Tuesday, 25 February 2014

Archbishop Diarmuid Martin's Homily at Divine Mercy Conference in Dublin

DIVINE MERCY CONFERENCE 2014

Feast of the Chair of Saint Peter the Apostle

Homily Notes of Archbishop Diarmuid Martin

RDS, Dublin, 22nd February 2014

  
     “Who do people say that the Son of Man is?”  That is the question that we heard Jesus put to his disciples in the Gospel.  It is a question that is also put to us today.  The question of ‘who Jesus is’ is the question that men and women have put to themselves, over the centuries, since Jesus first asked the question.  It is a fundamental question about faith, about the Church and about being a Christian means. 
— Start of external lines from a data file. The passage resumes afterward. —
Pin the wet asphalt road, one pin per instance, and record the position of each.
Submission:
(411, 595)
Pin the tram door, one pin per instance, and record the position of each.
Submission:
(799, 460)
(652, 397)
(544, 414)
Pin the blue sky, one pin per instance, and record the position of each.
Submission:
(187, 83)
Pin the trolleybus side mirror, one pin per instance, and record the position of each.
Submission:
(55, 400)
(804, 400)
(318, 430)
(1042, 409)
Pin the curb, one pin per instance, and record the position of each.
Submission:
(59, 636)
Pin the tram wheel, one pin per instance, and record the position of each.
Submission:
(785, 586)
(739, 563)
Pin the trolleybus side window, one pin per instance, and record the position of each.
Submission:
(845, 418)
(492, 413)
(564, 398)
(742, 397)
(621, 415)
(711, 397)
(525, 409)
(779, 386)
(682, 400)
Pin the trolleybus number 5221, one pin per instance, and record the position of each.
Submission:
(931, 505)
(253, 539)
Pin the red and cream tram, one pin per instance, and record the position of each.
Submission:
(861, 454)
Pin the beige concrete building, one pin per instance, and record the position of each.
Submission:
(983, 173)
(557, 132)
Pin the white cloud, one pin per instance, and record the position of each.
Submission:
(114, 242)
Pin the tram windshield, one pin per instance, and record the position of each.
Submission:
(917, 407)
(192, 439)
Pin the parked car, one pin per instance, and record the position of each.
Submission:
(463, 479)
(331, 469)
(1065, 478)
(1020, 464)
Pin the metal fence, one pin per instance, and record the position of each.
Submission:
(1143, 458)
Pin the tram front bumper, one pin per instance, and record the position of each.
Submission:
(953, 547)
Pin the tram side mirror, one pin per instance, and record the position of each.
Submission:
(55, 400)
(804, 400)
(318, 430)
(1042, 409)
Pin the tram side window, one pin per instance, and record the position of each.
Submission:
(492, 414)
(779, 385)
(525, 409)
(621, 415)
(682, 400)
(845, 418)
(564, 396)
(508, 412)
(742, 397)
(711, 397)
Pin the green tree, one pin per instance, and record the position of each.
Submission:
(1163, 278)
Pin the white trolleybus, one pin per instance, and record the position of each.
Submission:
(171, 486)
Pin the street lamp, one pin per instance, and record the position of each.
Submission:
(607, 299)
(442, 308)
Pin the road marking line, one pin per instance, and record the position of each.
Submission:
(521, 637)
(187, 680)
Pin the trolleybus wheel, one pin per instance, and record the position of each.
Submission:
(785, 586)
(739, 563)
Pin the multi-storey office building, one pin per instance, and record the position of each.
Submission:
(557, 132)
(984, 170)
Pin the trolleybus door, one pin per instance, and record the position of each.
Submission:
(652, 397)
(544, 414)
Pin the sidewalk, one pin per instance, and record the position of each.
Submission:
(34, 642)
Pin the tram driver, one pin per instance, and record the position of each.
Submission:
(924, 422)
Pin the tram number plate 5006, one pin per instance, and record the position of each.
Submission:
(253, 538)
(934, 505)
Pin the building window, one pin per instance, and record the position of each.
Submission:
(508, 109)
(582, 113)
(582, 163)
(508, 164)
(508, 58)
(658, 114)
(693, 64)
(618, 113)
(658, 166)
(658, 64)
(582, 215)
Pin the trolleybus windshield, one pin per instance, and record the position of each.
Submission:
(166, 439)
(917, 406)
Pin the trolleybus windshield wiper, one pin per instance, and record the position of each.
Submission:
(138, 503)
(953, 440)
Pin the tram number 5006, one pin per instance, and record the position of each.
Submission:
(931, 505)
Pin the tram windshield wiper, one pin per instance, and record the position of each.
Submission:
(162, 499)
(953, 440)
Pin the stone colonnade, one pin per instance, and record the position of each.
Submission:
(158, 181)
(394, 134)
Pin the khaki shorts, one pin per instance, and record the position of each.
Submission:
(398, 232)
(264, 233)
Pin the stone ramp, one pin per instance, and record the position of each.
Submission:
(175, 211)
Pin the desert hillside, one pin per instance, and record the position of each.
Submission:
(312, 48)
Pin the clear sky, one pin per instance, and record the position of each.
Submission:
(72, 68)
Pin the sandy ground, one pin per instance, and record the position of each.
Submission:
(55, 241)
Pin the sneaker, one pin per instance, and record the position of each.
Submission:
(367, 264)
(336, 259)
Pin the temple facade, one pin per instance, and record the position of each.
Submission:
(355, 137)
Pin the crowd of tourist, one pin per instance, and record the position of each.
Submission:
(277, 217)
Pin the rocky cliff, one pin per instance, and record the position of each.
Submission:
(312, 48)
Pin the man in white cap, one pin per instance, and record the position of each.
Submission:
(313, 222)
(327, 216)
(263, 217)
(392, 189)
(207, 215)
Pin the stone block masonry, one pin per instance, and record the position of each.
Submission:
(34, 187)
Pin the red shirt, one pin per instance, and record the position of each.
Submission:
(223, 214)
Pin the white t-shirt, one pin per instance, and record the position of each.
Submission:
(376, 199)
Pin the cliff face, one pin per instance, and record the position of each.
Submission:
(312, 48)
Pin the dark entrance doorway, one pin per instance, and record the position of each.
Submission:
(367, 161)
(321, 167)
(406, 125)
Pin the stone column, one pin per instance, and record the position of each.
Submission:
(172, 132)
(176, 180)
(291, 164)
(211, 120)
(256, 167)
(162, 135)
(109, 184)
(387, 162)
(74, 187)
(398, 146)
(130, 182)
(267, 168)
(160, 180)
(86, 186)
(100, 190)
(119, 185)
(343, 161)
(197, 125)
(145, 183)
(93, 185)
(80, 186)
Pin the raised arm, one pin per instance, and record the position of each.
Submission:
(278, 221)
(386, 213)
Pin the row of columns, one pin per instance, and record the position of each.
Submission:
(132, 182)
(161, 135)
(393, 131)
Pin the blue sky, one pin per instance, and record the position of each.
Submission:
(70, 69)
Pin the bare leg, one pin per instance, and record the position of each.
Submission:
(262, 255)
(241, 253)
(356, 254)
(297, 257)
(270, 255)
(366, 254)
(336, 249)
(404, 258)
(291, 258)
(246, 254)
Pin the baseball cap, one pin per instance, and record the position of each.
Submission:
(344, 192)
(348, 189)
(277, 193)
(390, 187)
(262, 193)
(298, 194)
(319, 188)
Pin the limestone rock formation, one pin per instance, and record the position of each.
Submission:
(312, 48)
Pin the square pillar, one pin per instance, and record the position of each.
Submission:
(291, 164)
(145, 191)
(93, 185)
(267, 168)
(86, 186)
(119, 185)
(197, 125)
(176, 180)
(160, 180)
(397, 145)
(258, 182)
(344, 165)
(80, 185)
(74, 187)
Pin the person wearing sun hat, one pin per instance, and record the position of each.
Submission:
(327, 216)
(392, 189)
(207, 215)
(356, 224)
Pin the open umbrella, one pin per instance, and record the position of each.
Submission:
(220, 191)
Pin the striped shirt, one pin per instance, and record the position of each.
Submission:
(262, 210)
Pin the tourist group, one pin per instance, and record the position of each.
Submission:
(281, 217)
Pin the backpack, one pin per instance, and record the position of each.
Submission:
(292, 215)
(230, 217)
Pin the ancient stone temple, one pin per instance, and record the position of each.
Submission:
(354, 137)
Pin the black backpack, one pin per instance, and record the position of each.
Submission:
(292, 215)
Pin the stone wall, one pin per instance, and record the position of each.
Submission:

Then as today, the question elicits many different answers.  Many people today will say that they believe in Jesus Christ, but not in the Church or any institution.   Many will say that they are Christians, but when you examine what they say, they are talking about their own version of being a Christian.  Can we have a pick and choose version of Christianity?  What are the essentials of being a Christian?   What does Jesus mean to the young people of our city and our country?  Why do so many young people have a very vague idea of who Jesus really is and what it means to be a Christian?

          These are the vital questions about the future of Christianity in Ireland.  The debates about the place of the Church in social and political life – no matter how important they are - all fall back to this fundamental question about who Jesus really is.  The place of the Church in Irish society is not determined by political reflection or media comment, but on how we live out the faith that has been entrusted to us and how our lives witness to the significance of the  person and the message of Jesus Christ for the world in which we live.

          The question begins with us.  There is little point in bemoaning the loss of the Christian identity of others; there is little point in pointing the finger at those who seem to disagree even with essential ideas of the Christian faith, if we ourselves are not convincingly witnessing to the person of Jesus Christ through the way we live.

Each of us must ask ourselves – is it possible that men and women and young people of today reject Jesus and reject the Church because of the way we live and because of the way we fail to witness authentically to Jesus Christ?  Are our lives as individuals and as a Church partly responsible for the fact that others are disillusioned with the Church?  Pope Francis, albeit in another context, warned Christians not, through their own lives, to: “permanently immunise people from the Church”.

          “Who do people say that I am?”  Jesus puts the question twice in the Gospel.  He asks first who do people say that I am?  We see the variety of answers that the disciples present to Jesus. The conclusion is, however, that “the people” get it wrong.  They ask the question, but they fail to get the correct answer.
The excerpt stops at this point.